Fondée par l’entrepreneur sénégalais Thione Niang, Yoolof est une plateforme pionnière dédiée à l’apprentissage en ligne du wolof en temps réel. En intégrant progressivement d’autres langues africaines, Yoolof ambitionne de devenir une référence continentale dans l’e-learning linguistique.

Le 9 février 2023, à Casablanca au Maroc, Thione Niang a officiellement lancé Yoolof, première plateforme e-learning entièrement dédiée à l’apprentissage du wolof. Ce choix du Maroc est stratégique, car la solution a été développée en partenariat avec la startup marocaine Yool.education, spécialisée dans l’EdTech.
Pourquoi Casablanca ?
Thione Niang nourrit un lien personnel fort avec le Maroc, un pays offrant de nombreuses opportunités aux entrepreneurs africains. « Le Maroc occupe une place particulière pour moi, en raison des liens historiques entre nos deux nations. De plus, le royaume est engagé dans une dynamique de coopération Sud-Sud, ce qui en fait un hub stratégique pour nos ambitions », explique l’entrepreneur sénégalais.
Apprentissage en temps réel
La grande innovation de Yoolof réside dans son approche d’apprentissage en temps réel grâce à des salles de classe virtuelles. Selon Thione Niang, cette méthode permet aux instructeurs d’interagir directement avec les élèves, offrant ainsi une expérience immersive et interactive. « Nous proposons une véritable expérience de classe en ligne », résume-t-il.

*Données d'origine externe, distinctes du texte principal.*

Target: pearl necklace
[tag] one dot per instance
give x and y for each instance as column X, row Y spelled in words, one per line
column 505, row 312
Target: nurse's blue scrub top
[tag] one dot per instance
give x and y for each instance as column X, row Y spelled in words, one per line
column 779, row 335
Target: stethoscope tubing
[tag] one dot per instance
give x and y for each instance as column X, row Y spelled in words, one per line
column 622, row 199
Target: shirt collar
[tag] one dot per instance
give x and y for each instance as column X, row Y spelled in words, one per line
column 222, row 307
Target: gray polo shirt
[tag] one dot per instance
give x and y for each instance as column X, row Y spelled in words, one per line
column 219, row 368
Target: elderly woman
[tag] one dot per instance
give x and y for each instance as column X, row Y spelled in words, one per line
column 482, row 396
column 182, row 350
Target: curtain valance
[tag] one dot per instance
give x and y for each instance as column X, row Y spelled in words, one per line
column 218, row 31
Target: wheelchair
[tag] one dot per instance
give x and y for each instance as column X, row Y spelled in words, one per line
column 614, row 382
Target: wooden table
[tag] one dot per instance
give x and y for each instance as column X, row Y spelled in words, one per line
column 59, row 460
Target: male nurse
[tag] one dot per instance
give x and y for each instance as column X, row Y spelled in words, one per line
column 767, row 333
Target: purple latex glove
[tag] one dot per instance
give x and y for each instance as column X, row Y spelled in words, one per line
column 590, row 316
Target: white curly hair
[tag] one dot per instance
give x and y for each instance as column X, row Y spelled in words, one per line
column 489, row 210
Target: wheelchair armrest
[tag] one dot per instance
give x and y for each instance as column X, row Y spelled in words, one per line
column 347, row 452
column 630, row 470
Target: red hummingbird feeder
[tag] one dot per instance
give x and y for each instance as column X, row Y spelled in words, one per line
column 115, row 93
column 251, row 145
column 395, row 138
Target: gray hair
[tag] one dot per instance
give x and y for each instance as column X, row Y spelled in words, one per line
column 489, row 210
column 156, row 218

Dès son lancement, la plateforme propose trois cours de wolof adaptés aux enfants de 8 à 12 ans, aux adolescents de 13 à 17 ans, ainsi qu’aux adultes de plus de 17 ans.
Reconnecter la diaspora africaine avec ses racines
L’objectif de Yoolof va au-delà de l’apprentissage linguistique. La plateforme vise à revitaliser le wolof auprès des jeunes générations et à en assurer la promotion au niveau international. Elle aspire également à reconnecter la diaspora africaine à ses racines culturelles et linguistiques.
« Il s’agit d’un enjeu culturel majeur pour la diaspora africaine, qui souhaite transmettre la langue et la culture wolof aux plus jeunes. Les bénéfices sont aussi économiques, car une diaspora connectée à sa culture est mieux préparée pour investir dans son pays d’origine », souligne Thione Niang.
Une vision panafricaine
À long terme, Thione Niang souhaite élargir l’offre de Yoolof à d’autres langues africaines. En partenariat avec Yool.education, l’objectif est d’intégrer des langues telles que le bambara, le swahili, le lingala, le peul ou encore le joola, afin de favoriser leur apprentissage à travers le continent.